Appellant was tried on an amended information charging felony stealing, § 570.030, RSMo.1978. The means by which the stealing was accomplished consisted of false representations that by use of occult powers, appellant would ward off misfortune and illness faced by the victim. The information set out in the conjunctive four false representations on which the victim was alleged to have relied as a basis for payment of money to appellant. At trial, evidence of the four misrepresentations was presented but the verdict directing instruction informed the jury a guilty verdict could be returned upon finding that any one of the misrepresentations was made.
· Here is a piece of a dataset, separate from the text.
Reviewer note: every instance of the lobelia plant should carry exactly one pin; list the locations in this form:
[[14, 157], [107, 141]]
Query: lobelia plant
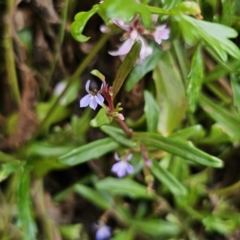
[[157, 175]]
This factual and procedural history, taken with the statement of the point on appeal, demonstrate that the only issue for decision is whether the variance between the information and the instruction result in the statement of two different offenses *58 or, as appellant's brief frames the question, whether the deviation constructively amended the information. The principal opinion deals with this issue in sub-heading II of the opinion, albeit tersely, and reaches the correct result.

The issue of whether appellant's constitutional entitlement to a unanimous jury verdict for conviction in a criminal case under Art. I, § 22(a) of the Constitution of Missouri and the Sixth Amendment to the United States Constitution was breached by the disjunctive submission of the case is not raised or briefed by appellant or respondent and the discussion of the question in sub-heading I of the principal opinion is therefore unnecessary to disposition of the appeal. Were that question before this court, the writer would entertain doubt as to whether the conviction could be affirmed. People v. Failla, 64 Cal. 2d 560, 51 Cal. Rptr. 103, 414 P.2d 39, 44 (banc 1966); People v. Heideman, 58 Cal. App. 3d 321, 130 Cal. Rptr. 349, 355 (1976); Johnson v. United States, 398 A.2d 354, 369 (D.C.App. 1979).